Para o especialista, essa identificação além fronteiras é responsabilidade de Messi. “A seleção argentina do Messi consegue transcender os limites nacionais da Argentina. Existe a identificação em vários países com a figura do Messi e o futebol que ele representa e joga”, pontua.
A política também tem um peso no debate. Neymar conquistou críticos de um lado e admiradores do outro ao declarar apoio a Jair Bolsonaro (PL) na campanha presidencial de 202.
“Neymar também tem admiradores no mundo inteiro pelo futebol exuberante que joga. Mas acredito eu que hoje seja muito mais fácil para um brasileiro torcer para a Argentina do Messi do que o inverso, um argentino se identificar com o Brasil do Neymar”, opina Florenzano.
O antropólogo acha que o estilo de Messi é mais agregador a torcedores não argentinos do que o de Diego Maradona — que, embora fascinante, era visto como rebelde e, por vezes, controverso.

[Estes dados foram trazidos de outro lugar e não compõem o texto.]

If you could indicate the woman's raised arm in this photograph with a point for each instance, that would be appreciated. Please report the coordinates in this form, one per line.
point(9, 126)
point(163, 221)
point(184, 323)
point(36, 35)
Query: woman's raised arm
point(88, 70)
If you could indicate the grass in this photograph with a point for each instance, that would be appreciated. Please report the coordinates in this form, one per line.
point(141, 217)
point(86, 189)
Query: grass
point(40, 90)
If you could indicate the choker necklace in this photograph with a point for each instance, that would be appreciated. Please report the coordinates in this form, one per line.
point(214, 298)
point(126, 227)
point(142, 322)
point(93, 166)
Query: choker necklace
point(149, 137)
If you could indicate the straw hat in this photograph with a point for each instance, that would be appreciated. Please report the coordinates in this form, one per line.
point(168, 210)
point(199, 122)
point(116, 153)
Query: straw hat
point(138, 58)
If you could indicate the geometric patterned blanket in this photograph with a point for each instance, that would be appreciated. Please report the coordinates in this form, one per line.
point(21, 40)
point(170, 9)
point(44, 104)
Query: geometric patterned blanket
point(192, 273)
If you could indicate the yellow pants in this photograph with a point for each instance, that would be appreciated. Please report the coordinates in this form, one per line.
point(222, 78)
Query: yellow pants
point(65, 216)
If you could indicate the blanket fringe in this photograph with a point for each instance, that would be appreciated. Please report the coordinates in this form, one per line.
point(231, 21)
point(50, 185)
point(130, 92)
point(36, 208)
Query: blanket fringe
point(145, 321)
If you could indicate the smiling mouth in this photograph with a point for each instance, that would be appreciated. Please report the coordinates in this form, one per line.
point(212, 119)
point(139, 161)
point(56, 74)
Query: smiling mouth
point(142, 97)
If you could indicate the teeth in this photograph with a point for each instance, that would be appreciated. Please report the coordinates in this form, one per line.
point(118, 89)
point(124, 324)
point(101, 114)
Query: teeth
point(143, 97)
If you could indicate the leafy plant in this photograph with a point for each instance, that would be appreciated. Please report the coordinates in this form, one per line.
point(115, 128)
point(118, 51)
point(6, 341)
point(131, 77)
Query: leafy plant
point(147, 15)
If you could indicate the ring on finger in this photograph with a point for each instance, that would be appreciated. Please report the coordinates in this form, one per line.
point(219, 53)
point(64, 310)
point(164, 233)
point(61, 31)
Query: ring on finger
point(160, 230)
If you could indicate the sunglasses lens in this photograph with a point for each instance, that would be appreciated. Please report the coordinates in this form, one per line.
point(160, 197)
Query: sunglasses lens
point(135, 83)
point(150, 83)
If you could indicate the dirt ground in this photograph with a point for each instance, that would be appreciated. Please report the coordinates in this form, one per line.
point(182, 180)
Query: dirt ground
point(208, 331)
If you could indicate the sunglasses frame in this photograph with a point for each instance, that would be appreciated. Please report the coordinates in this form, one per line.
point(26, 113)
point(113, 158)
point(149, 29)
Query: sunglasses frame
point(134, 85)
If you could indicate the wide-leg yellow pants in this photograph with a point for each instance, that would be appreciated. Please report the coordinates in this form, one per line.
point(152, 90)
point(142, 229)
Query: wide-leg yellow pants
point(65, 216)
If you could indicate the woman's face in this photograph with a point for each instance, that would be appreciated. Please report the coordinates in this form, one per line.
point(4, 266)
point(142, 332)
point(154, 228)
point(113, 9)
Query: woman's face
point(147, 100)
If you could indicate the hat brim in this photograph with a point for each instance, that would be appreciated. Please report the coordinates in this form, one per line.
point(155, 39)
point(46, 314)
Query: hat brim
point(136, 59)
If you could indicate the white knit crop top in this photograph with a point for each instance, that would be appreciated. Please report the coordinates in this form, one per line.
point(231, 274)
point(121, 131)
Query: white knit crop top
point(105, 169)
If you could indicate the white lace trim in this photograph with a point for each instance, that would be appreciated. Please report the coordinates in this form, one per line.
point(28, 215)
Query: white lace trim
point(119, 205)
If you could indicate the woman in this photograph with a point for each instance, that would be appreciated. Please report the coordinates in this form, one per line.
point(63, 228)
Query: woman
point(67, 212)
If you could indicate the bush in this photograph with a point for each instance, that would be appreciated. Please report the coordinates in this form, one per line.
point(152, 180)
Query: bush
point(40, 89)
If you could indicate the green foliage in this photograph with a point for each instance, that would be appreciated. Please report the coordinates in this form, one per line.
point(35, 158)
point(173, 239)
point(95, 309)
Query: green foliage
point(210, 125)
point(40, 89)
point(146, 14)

Num documentário recente da Netflix, lançado pouco antes da Copa do Mundo, Messi fez uma espécie de discurso de motivação para os jogadores da Seleção Argentina, falando sobre a importância da oportunidade de vencer no Maracanã a final da Copa América contra o Brasil, em 2021.
Ele não citou a rivalidade e buscou colocar o foco no próprio time. “Já sabemos quem é a Argentina e quem é o Brasil. Não quero falar sobre isso. Formamos um time lindo. Vamos levantar essa copa, vamos levá-la para a Argentina para desfrutar com nossas famílias, com nossos amigos, com as pessoas que sempre apoiaram a Argentina”, disse.
Essa foi a conquista mais importante que a seleção liderada por Messi conquistou para a Argentina até a disputa do mundial de 2022 — e um momento crucial também para mudar a percepção dos torcedores argentinos a respeito de Messi, até então admirado, mas visto como alguém que trazia mais conquistas ao times europeus do que à Seleção Argentina.
Mas qual foi o sentimento predominante na Argentina, quando o Brasil foi eliminado?
Algo de ‘alívio’ foi detectado em alguns torcedores argentinos. “O Brasil seria um competidor muito difícil pela fortaleza de seu futebol”, explicou um dos comentaristas esportivos do canal 13, de Buenos Aires.
Nas redes sociais, circulou imagem atribuída à TV Crónica, que costuma exibir títulos originais com letras maiúsculas na sua tela, dizendo: “Lá se vai o avião brasileiro (com os jogadores)”.
Um comentárista disse que a eliminação significava “um gigante a menos para enfrentar” — talvez sem imaginar que a seleção de seu país contasse agora com o apoio de setores da torcida do próprio Brasil.